The Nets star admitted that he felt as hesitant and confused as he looked, and that he was thinking too much. The flow had deserted his game. And from a Celtics perspective, things are working exactly as planned — better, probably, than they could have hoped for on the way to a 3-0 edge in this first-round playoff series.
“I would like to think that what we’re doing is getting in his head and causing him to do the second-guessing,” Marcus Smart said following a meeting at the team hotel on Sunday.
“You play against one of the greatest players in this world to do this, you can’t let him be comfortable,” he said. “You have to have him second-guessing. It’s a game of rhythm, runs, and we all know he can get into one of the greatest rhythms and runs all by himself, along with Kyrie (Irving). I would like to think we have something to do with that. I don’t know how much of that we do have to take credit for. But we just have to continue to make it tough or him. If he’s second-guessing himself, then we’ve done our job.
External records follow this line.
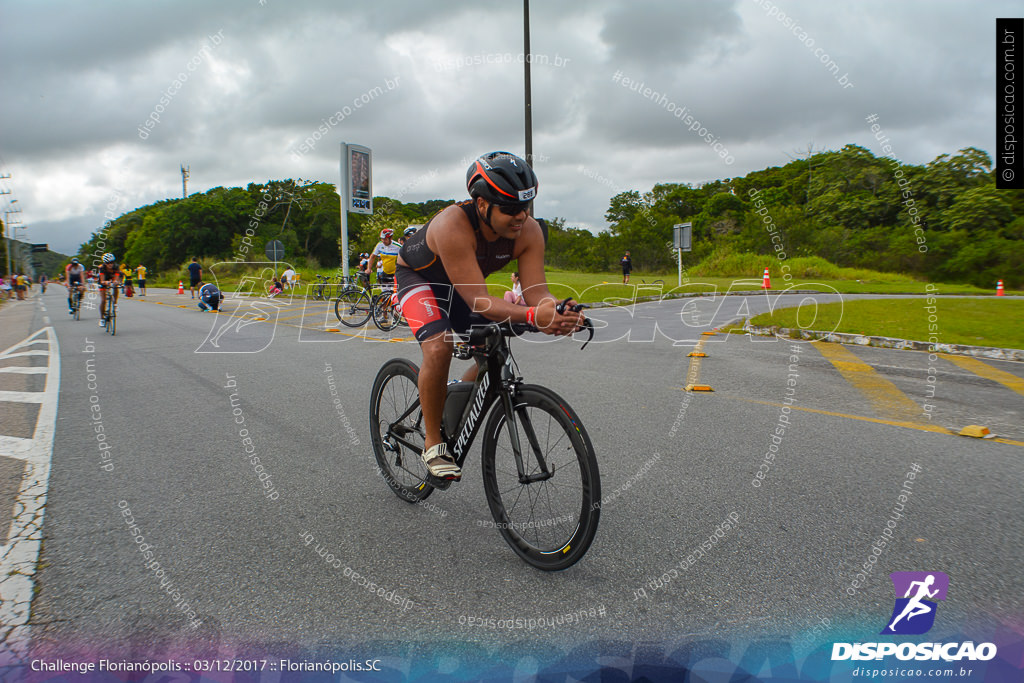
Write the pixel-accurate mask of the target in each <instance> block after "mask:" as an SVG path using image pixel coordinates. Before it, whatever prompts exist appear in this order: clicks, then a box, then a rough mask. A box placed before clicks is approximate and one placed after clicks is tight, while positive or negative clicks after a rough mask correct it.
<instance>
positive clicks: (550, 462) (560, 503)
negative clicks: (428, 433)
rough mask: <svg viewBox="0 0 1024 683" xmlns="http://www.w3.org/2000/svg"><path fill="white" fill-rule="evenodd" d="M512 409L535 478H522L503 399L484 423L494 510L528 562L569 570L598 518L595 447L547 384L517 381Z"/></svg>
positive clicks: (486, 458)
mask: <svg viewBox="0 0 1024 683" xmlns="http://www.w3.org/2000/svg"><path fill="white" fill-rule="evenodd" d="M513 410H514V413H515V433H516V434H517V435H518V440H519V447H520V452H521V454H522V465H523V473H524V474H525V475H526V476H527V477H531V478H532V479H534V480H532V481H529V482H522V481H520V479H519V470H518V468H517V466H516V461H515V455H514V453H513V449H512V442H513V441H512V436H511V432H510V425H509V420H508V419H507V417H506V415H505V412H504V411H503V410H502V409H501V404H499V405H498V407H497V408H496V410H495V411H493V412H492V414H490V419H489V420H488V421H487V426H486V429H485V431H484V437H483V457H482V462H481V465H482V469H483V488H484V492H485V493H486V497H487V505H488V506H489V507H490V515H492V516H493V517H494V519H495V523H496V524H497V525H498V529H499V530H500V531H501V535H502V537H503V538H504V539H505V541H506V543H508V544H509V546H511V547H512V550H514V551H515V552H516V554H517V555H519V557H521V558H522V559H523V560H525V561H526V562H527V563H529V564H531V565H534V566H535V567H537V568H539V569H544V570H546V571H555V570H558V569H565V568H567V567H569V566H572V565H573V564H575V563H577V562H579V561H580V559H581V558H582V557H583V556H584V554H586V552H587V550H588V549H589V548H590V545H591V543H593V541H594V535H595V533H597V524H598V521H599V519H600V516H601V509H600V504H599V502H600V500H601V478H600V475H599V473H598V470H597V458H596V457H595V456H594V446H593V445H591V442H590V437H589V436H588V435H587V430H586V429H584V426H583V424H582V423H581V422H580V418H579V417H578V416H577V414H575V412H574V411H573V410H572V409H571V408H569V405H568V404H567V403H566V402H565V401H564V400H562V398H561V397H560V396H559V395H558V394H556V393H555V392H554V391H551V390H550V389H546V388H545V387H541V386H536V385H525V386H522V387H520V389H519V391H518V393H517V395H516V397H515V398H514V399H513ZM544 472H547V473H548V474H547V475H545V474H544Z"/></svg>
“It’s going great, it’s going exactly as we expected,” added Smart. “For the most part just because we believe in ourselves more than anything. We knew the task coming in was high against a really good team, and two of the best players to ever do this. We also knew our defense had the potential to do our best on those guys because of our size and the way we play defense together. It’s definitely something that’s gone the way we have planned. We’ve been playing good basketball this whole calendar year, so for us to keep it going, it’s something we felt we could do.”
The Celtics have also operated well on the fly, switching on all players, but always coming back to starting physical extra coverage of Durant off the ball.
“I think that’s one of our best attributes,” Smart said of adjusting to situations. “There’s a lot of things Ime (Udoka) has called on the fly, and especially in a playoff game. It’s loud in the building, it’s hard to hear what he’s calling, let alone your teammates right there. So for us to do what we do on the fly has come a long way from earlier in the season. But it’s one of our best attributes. It allows us to use our instincts and be us, not robots. Just play. Use our IQ and everything we’ve built up over the years from playing basketball.”
The Rob Williams difference
Though he only played 16 minutes Saturday in his return from knee surgery, there was an immediate difference with Rob Williams back on the floor.
“Oh man. Woo. It makes our defense that much better, as we all know,” said Smart. “He makes everybody else’s job a lot easier. But I mean, we were so excited to see Rob back out there. He’s just an instrumental part of our offense, defense, and this team. So to get him back as quick as we did, we’re ecstatic about that and we were just happy for him to be out there, man. Rob loves this game, he’s been working his tail off, and he’s been having one of the greatest years of his career. So we’re just excited to see him out there, to do what he loves to do, and help this team.”
The day after report on Williams was a good one.
“Great. No problems at all,” said Udoka, who will approach a minutes increase cautiously. “The minutes we talked about were, it was in the 24 range anyway. And so just being a little more cautious. We wanted to keep him less than 20 and we did that 15 and a half. Technically, we could have played more and, as his confidence in his body and responds to the live game action, that can increase. We’ll get with the medical team, talk to him, see how you felt after last night and go from there but technically could have played more minutes than (he) did last night.”
A group of Celtics have bonded over the card game Uno on team flights.
“It’s literally just the first time I feel like an NBA team can say they are doing something with no money involved, right?” Grant Williams said with a laugh. “Playing Uno, and let’s just say Matt Ryan is the worst Uno player outside of Malik Fitts. Myself and Al (Horford) are competitive but we sit next to one another, so it’s either one of us gets the win that day or the other one does, same with (Daniel) Theis, and then Smart. So there’s a couple guys. We play with like seven dudes, it’s me, Theis, Smart, Al, Brodric (Thomas), Malik, even (Derrick) D-White sometimes, Matt, it goes down the line, JB. We’ve had a huge group before, we have six decks of Uno. It’s pretty dope.”